I am working on a multioutput image classification problem. My model has 1 input and 3 outputs. I want to train the model using a custom loss function with loss_weight distribution. The custom loss function is a weighted combination of all the class prediction loss and an additional loss based on all the true and prediction values. For example, each output will use a CategoricalCrossentropy and combine the output with other loss functions. In my understanding, I cannot pass true and prediction labels as inputs (ytrue1,ytrue2...,ypred1,ypred2,...)
to an additional loss function with model.compile
method.
I have found a solution mentioned in here and here. In the solutions, it was solved using model.add_loss
method. As my problem is similar to this, I have followed the footsteps and added additional input layers for the true labels and compiled without a loss function.

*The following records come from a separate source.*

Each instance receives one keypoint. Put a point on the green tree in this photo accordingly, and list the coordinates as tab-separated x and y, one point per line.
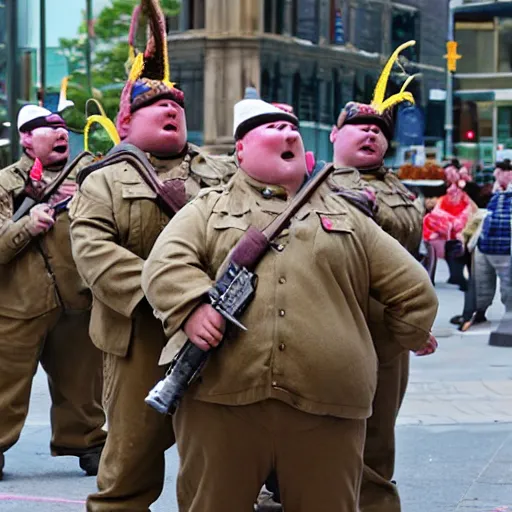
108	72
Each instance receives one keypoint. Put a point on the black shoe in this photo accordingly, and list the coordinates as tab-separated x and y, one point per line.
480	317
457	320
90	461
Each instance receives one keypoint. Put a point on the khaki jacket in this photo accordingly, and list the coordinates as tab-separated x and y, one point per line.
115	222
37	274
307	342
398	214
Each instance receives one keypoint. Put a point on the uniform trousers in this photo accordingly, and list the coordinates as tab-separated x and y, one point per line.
378	492
488	268
227	452
132	465
60	342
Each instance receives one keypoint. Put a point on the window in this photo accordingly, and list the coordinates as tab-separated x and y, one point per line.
274	16
196	14
505	45
476	45
368	28
405	24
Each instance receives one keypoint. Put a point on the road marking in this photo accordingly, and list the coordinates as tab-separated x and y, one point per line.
20	497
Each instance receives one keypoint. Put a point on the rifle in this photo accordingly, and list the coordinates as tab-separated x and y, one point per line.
230	296
171	193
42	194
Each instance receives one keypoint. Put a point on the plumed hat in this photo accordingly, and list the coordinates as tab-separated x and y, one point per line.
149	77
251	113
380	110
31	116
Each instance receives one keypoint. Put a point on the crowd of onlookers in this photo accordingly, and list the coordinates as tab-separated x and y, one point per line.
467	223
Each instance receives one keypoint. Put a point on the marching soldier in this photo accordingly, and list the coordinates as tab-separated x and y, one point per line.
293	392
360	140
44	304
117	217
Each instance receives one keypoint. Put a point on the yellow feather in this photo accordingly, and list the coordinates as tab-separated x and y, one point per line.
137	68
408	81
106	123
382	83
64	86
131	55
98	105
396	98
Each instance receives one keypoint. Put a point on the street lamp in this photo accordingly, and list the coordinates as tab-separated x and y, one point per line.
448	124
88	21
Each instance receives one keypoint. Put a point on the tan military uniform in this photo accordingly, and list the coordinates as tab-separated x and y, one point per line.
44	317
115	224
401	217
292	392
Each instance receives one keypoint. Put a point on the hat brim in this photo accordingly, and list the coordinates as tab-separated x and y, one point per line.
268	117
372	119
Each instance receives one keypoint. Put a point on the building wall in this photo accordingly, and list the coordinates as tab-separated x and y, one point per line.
295	60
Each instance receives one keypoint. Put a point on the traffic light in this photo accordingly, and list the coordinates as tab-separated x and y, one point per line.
470	135
452	56
465	122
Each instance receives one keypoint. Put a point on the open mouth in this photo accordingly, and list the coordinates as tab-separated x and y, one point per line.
368	149
61	149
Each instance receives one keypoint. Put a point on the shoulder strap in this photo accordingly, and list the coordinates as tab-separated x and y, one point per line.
171	194
281	221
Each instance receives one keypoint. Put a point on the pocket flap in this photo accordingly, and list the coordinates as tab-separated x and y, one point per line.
335	222
395	200
137	191
230	221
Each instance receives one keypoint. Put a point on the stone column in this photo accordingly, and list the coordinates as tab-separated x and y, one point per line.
232	61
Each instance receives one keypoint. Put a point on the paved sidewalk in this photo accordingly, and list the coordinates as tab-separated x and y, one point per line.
454	438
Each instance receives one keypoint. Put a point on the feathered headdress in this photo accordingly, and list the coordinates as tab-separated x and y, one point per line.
379	111
149	77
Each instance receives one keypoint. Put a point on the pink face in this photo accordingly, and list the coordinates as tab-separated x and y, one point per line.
503	178
362	146
273	153
50	145
159	128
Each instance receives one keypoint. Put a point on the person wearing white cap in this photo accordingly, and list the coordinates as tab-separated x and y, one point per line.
291	393
44	304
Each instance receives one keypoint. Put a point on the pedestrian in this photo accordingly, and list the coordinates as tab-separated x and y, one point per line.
116	220
44	304
291	393
360	139
443	226
492	253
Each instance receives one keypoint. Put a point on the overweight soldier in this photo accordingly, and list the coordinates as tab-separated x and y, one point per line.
117	217
291	393
44	304
360	140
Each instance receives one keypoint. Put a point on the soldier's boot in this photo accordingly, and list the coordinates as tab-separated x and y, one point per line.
90	461
266	502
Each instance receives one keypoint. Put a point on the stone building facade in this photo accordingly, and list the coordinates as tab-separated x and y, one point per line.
313	54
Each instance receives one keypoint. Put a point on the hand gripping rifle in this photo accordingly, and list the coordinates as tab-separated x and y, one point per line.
37	195
230	295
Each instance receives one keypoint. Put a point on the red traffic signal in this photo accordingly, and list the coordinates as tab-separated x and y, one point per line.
470	135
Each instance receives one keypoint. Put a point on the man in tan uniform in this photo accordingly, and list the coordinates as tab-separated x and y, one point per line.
116	220
44	304
360	140
293	392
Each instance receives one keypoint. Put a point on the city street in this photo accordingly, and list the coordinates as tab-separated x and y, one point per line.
454	434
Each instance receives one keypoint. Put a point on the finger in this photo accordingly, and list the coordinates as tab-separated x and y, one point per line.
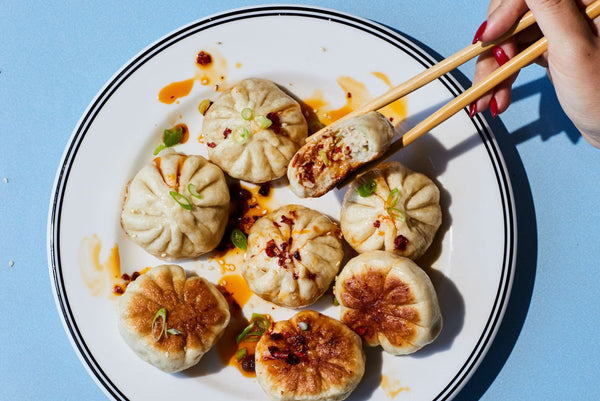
561	21
502	94
486	64
502	18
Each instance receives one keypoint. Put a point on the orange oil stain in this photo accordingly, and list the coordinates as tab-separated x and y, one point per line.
392	387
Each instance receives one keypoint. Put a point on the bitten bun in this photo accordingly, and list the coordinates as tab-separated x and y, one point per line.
238	140
177	206
309	357
169	320
389	301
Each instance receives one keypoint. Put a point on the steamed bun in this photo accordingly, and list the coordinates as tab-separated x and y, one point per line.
177	206
239	145
293	256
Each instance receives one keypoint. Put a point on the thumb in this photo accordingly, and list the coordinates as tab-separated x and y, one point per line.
561	21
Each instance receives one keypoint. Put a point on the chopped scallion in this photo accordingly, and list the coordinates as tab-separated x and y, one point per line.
393	198
261	321
173	136
238	238
259	324
174	332
247	114
161	313
244	333
367	188
181	199
204	105
241	134
159	148
192	190
396	214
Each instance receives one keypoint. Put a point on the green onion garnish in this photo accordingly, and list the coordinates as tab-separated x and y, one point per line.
241	134
159	148
204	105
238	238
172	137
390	205
241	354
396	214
261	321
247	114
257	327
182	200
392	198
263	122
323	156
192	190
162	313
367	188
174	332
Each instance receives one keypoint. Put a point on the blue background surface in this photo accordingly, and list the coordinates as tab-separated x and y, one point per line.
55	57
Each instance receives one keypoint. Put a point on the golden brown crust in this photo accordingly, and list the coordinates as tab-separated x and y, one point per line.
388	300
193	307
309	357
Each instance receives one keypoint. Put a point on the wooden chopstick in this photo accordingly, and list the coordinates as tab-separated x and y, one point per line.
463	100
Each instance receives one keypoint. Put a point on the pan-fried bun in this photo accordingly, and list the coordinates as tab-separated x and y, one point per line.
169	320
389	301
309	357
293	256
238	139
401	215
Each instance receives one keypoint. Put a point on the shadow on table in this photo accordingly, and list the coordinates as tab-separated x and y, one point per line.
526	256
551	122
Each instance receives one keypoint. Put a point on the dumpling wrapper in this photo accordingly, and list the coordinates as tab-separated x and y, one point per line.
266	152
309	357
326	159
389	301
293	256
193	306
153	218
402	215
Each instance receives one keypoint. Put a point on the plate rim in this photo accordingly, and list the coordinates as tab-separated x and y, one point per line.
398	40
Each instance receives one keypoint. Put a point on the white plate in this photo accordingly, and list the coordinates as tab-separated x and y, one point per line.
303	49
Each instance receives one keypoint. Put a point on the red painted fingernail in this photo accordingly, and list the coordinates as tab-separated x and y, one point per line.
472	109
479	32
494	107
500	55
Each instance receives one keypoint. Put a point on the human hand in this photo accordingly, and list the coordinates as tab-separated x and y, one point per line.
572	60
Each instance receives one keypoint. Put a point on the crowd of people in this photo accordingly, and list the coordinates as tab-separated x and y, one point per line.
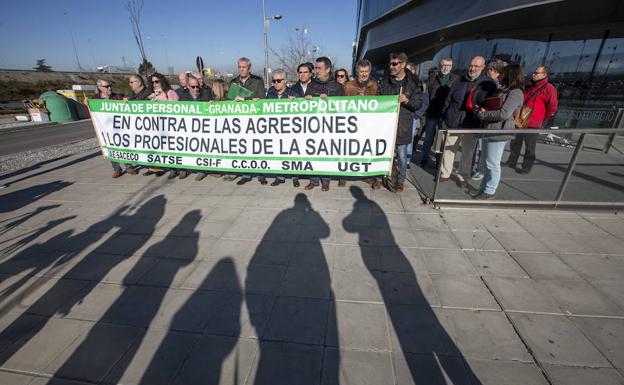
489	95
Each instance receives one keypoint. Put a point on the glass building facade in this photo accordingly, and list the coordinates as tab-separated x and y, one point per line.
586	61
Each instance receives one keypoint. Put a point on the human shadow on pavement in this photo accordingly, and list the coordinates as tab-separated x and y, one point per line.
429	352
136	305
39	165
15	200
82	275
217	315
292	340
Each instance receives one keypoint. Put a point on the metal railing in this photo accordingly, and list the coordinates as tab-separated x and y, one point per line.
610	134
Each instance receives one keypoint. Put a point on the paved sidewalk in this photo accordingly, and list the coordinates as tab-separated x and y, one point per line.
145	280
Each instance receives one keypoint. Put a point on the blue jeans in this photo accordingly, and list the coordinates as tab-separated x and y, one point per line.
315	180
493	156
431	127
410	149
401	151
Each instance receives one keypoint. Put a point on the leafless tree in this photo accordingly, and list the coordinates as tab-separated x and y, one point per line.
298	49
135	7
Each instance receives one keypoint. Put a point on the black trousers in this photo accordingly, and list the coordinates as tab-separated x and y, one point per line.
530	140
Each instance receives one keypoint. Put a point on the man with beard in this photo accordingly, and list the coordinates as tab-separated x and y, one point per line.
409	89
362	85
541	96
459	113
322	86
438	86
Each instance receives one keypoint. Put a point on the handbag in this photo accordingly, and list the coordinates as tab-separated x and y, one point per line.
494	103
523	114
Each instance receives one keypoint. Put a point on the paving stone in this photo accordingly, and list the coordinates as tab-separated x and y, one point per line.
355	284
561	243
419	329
90	357
286	364
401	259
518	241
166	272
495	263
613	290
545	266
485	335
607	335
435	239
7	378
555	340
300	320
477	240
43	296
521	294
465	292
579	297
347	367
574	375
407	288
452	262
218	360
414	369
34	353
494	372
307	282
357	326
155	359
597	267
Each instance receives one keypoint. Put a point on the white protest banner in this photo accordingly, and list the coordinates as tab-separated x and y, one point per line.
352	136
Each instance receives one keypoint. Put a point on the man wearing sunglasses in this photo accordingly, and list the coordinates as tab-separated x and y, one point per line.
280	90
409	89
105	91
322	86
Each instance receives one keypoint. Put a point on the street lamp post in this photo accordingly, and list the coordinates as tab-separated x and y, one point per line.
266	21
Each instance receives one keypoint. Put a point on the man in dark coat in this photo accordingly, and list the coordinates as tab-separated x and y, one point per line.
409	89
304	72
254	84
322	86
438	87
465	95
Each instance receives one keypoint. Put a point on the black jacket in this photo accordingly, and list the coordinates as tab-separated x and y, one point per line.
438	93
205	95
141	95
254	83
412	88
456	115
298	89
329	87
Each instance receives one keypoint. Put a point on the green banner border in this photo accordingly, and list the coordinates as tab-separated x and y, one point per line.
243	157
387	104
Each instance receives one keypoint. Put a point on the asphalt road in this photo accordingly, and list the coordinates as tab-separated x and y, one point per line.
14	140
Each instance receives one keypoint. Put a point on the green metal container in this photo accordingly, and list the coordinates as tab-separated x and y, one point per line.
61	108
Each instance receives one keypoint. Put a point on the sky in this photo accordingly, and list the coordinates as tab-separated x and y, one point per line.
175	32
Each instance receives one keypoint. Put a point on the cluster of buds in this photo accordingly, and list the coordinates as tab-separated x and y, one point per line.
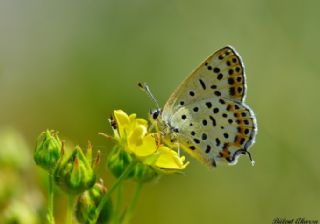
73	173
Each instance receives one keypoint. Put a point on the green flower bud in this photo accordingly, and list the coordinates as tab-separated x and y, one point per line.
88	202
48	150
75	174
118	160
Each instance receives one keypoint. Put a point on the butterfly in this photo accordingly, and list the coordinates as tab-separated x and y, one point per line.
206	115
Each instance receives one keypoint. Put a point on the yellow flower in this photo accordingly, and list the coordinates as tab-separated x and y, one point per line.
132	133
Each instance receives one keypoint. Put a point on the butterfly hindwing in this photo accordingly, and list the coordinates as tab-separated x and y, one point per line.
207	111
215	129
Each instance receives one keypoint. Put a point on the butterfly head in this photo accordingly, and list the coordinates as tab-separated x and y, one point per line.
155	114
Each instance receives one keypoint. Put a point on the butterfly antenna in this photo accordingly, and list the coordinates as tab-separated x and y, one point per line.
146	89
252	161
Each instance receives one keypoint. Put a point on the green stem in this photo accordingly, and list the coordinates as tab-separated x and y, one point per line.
107	196
133	204
50	199
70	209
117	204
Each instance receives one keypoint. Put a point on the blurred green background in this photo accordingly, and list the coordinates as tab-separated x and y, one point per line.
66	65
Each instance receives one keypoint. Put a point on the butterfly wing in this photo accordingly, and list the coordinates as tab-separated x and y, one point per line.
220	78
215	129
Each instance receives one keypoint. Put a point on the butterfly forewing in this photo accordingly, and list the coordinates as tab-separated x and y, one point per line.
208	112
220	75
215	129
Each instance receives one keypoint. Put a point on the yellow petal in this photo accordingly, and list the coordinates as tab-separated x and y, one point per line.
141	121
169	159
136	135
147	147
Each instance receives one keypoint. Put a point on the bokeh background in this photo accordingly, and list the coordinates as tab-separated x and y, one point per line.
66	65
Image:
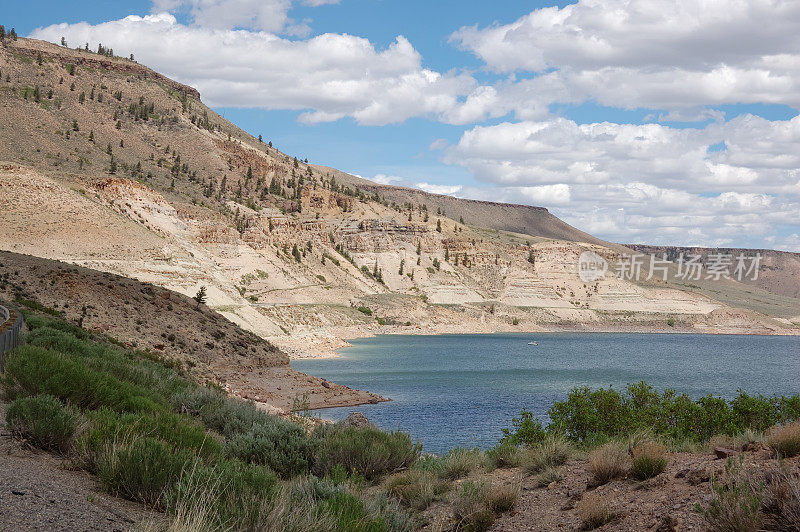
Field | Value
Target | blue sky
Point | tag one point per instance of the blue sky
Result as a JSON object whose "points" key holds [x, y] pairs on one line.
{"points": [[609, 112]]}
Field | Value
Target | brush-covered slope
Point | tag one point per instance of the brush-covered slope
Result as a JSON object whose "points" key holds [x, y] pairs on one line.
{"points": [[167, 326], [114, 167]]}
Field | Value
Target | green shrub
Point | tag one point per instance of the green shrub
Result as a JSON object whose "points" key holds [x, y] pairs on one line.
{"points": [[736, 502], [785, 439], [416, 489], [232, 416], [470, 509], [459, 463], [128, 366], [366, 451], [526, 430], [33, 370], [142, 471], [504, 455], [608, 462], [43, 421], [280, 445], [554, 451], [649, 460], [592, 416]]}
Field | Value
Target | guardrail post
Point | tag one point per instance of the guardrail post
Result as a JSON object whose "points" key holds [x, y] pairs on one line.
{"points": [[10, 325]]}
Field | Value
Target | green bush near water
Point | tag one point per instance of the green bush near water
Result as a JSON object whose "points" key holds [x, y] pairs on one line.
{"points": [[366, 451], [591, 417], [43, 421], [143, 449], [280, 445]]}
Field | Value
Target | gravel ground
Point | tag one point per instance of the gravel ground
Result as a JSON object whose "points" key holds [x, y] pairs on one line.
{"points": [[37, 492]]}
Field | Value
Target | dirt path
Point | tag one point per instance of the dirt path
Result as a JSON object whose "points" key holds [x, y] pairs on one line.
{"points": [[38, 493]]}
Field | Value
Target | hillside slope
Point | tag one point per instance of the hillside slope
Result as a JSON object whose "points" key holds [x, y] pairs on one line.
{"points": [[168, 326], [116, 168]]}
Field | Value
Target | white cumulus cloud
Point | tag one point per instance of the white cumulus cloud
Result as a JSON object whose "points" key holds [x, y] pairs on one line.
{"points": [[328, 77]]}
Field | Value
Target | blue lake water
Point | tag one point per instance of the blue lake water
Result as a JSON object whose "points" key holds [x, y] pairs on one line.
{"points": [[460, 390]]}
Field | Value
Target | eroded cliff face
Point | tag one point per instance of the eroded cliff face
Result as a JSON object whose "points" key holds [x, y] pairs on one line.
{"points": [[304, 275], [119, 170]]}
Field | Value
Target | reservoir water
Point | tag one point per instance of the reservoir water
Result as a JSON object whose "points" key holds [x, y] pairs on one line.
{"points": [[460, 390]]}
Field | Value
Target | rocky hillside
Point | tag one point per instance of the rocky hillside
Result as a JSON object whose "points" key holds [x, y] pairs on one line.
{"points": [[115, 168], [167, 326], [779, 272]]}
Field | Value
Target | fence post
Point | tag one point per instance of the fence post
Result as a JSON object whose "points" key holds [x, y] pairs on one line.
{"points": [[10, 325]]}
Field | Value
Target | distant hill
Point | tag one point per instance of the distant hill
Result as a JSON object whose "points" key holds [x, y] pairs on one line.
{"points": [[108, 165], [523, 219], [779, 272]]}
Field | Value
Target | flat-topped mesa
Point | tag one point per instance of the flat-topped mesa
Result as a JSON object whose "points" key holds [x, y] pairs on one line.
{"points": [[33, 48]]}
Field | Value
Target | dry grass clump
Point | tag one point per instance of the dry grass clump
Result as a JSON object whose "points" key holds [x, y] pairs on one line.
{"points": [[502, 497], [547, 477], [785, 439], [459, 463], [416, 489], [477, 506], [504, 455], [608, 462], [595, 511], [736, 503], [552, 452], [649, 460], [781, 501]]}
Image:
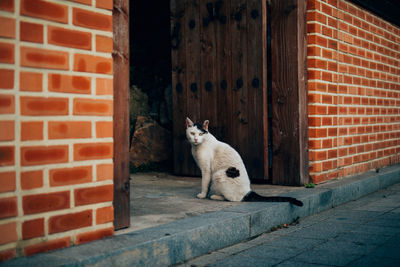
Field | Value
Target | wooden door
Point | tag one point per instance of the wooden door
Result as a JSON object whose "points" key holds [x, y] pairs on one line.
{"points": [[219, 74]]}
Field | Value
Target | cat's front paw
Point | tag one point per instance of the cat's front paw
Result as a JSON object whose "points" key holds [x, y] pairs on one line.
{"points": [[201, 195]]}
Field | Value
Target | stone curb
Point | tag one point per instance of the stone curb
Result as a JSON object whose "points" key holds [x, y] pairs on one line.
{"points": [[185, 239]]}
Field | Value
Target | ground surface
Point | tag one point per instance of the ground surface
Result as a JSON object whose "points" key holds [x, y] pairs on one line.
{"points": [[365, 232], [158, 198]]}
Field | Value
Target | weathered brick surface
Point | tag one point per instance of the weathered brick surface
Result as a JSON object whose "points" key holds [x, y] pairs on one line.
{"points": [[353, 83], [56, 87]]}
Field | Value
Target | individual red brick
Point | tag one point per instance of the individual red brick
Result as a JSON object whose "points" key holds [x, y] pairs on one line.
{"points": [[69, 38], [91, 107], [44, 10], [105, 215], [92, 20], [104, 44], [41, 106], [93, 151], [31, 32], [33, 228], [8, 233], [70, 176], [105, 172], [7, 181], [7, 5], [31, 130], [9, 253], [69, 84], [31, 179], [104, 129], [31, 81], [7, 28], [317, 155], [8, 208], [94, 235], [69, 129], [104, 86], [94, 64], [7, 53], [47, 246], [106, 4], [44, 58], [40, 155], [39, 203], [6, 155], [7, 132], [6, 78], [66, 222], [91, 195]]}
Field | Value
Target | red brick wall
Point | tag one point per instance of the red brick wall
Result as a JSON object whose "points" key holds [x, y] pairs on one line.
{"points": [[353, 90], [56, 139]]}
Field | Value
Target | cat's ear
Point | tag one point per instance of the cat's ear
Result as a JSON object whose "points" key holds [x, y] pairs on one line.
{"points": [[189, 123], [205, 125]]}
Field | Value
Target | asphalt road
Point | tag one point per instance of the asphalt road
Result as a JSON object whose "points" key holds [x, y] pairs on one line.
{"points": [[365, 232]]}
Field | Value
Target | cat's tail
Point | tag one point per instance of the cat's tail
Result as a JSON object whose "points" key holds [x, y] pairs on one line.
{"points": [[254, 197]]}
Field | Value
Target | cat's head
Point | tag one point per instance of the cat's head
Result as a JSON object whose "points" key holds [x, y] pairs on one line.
{"points": [[196, 133]]}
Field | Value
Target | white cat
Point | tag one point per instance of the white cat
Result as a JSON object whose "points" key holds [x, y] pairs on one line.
{"points": [[223, 168]]}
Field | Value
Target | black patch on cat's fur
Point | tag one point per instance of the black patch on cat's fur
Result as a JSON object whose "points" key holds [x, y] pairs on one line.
{"points": [[254, 197], [232, 172], [200, 127]]}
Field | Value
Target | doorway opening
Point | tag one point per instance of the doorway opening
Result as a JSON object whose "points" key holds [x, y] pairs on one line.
{"points": [[150, 86]]}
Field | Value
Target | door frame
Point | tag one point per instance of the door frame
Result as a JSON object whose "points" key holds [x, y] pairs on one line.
{"points": [[120, 56]]}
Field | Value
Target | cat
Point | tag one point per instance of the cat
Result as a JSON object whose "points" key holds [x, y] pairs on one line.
{"points": [[222, 169]]}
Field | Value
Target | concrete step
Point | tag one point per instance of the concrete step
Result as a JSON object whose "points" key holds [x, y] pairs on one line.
{"points": [[175, 242]]}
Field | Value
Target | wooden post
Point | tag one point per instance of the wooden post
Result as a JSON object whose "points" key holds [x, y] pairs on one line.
{"points": [[289, 92], [121, 114]]}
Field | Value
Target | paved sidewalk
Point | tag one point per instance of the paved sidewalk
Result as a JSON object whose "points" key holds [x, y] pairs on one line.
{"points": [[365, 232], [188, 238]]}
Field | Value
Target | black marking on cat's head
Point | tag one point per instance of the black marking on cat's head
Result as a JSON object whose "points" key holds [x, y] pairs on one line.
{"points": [[200, 127], [232, 172]]}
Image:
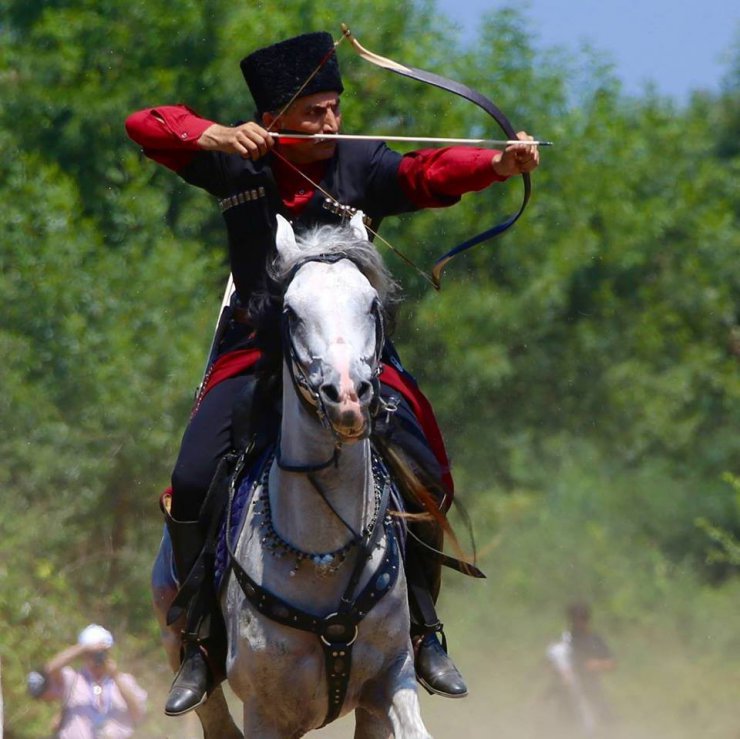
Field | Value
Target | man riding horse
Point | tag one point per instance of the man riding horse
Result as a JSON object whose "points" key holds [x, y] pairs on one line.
{"points": [[254, 178]]}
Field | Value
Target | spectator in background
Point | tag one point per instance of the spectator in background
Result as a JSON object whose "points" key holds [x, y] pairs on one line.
{"points": [[578, 660], [97, 700]]}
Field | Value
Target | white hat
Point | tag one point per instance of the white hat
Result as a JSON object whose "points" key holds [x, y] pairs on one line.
{"points": [[93, 635]]}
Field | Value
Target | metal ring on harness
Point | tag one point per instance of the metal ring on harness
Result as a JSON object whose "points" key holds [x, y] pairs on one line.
{"points": [[338, 621]]}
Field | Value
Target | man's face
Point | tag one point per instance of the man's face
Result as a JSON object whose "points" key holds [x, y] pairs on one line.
{"points": [[315, 114]]}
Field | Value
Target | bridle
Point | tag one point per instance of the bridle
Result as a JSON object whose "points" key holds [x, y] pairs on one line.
{"points": [[308, 394]]}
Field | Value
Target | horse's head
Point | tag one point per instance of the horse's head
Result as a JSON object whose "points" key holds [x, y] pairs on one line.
{"points": [[332, 322]]}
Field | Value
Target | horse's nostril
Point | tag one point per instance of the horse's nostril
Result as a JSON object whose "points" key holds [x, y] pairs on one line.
{"points": [[330, 392], [364, 391]]}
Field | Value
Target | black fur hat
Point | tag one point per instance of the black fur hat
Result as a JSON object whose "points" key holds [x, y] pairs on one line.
{"points": [[274, 74]]}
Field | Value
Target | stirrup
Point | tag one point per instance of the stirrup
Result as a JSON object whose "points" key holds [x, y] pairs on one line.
{"points": [[193, 681], [435, 670]]}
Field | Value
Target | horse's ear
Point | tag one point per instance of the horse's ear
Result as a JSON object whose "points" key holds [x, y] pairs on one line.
{"points": [[357, 224], [285, 239]]}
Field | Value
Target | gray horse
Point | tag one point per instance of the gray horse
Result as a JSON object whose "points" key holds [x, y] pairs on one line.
{"points": [[315, 605]]}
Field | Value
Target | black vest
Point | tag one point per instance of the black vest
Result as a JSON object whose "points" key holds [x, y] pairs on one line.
{"points": [[362, 175]]}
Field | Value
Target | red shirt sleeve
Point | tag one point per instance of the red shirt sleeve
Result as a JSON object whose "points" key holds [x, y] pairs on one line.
{"points": [[435, 178], [168, 134]]}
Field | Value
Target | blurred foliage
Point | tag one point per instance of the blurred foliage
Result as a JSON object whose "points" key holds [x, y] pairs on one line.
{"points": [[584, 366]]}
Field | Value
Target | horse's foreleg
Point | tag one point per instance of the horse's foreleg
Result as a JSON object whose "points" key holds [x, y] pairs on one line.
{"points": [[371, 726], [392, 708], [405, 715], [216, 719]]}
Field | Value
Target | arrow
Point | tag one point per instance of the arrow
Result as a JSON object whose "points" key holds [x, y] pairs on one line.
{"points": [[287, 137]]}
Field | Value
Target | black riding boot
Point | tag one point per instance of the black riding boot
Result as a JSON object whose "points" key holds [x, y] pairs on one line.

The code for the model based on the solutions as follows:
import tensorflow as tf
from tensorflow import keras
from tensorflow.keras import regularizers, optimizers
from tensorflow.keras.preprocessing.image import ImageDataGenerator
from tensorflow.keras.models import Sequential
from tensorflow.keras.models import Model
from tensorflow.keras.layers import Dense, Activation, Flatten, Dropout, BatchNormalization, Flatten
from tensorflow.keras.layers import Conv2D, MaxPooling2D, Input
from tensorflow.keras.initializers import he_normal
from tensorflow.keras.callbacks import LearningRateScheduler, TensorBoard
from tensorflow.keras.datasets import cifar10
from tensorflow.keras.utils import get_file
from tensorflow.keras import backend as K
## Number of batch size and training epochs
batch_size = 128
epochs = 10
##### dataset generator (dummy):
## training dataset
train_dataset = tf.data.Dataset.from_tensor_slices(((x_train,y_c_train,y_m_train,y_f_train),
(y_c_train,y_m_train,y_f_train)))
train_dataset = train_dataset.shuffle(buffer_size=1024).batch(batch_size)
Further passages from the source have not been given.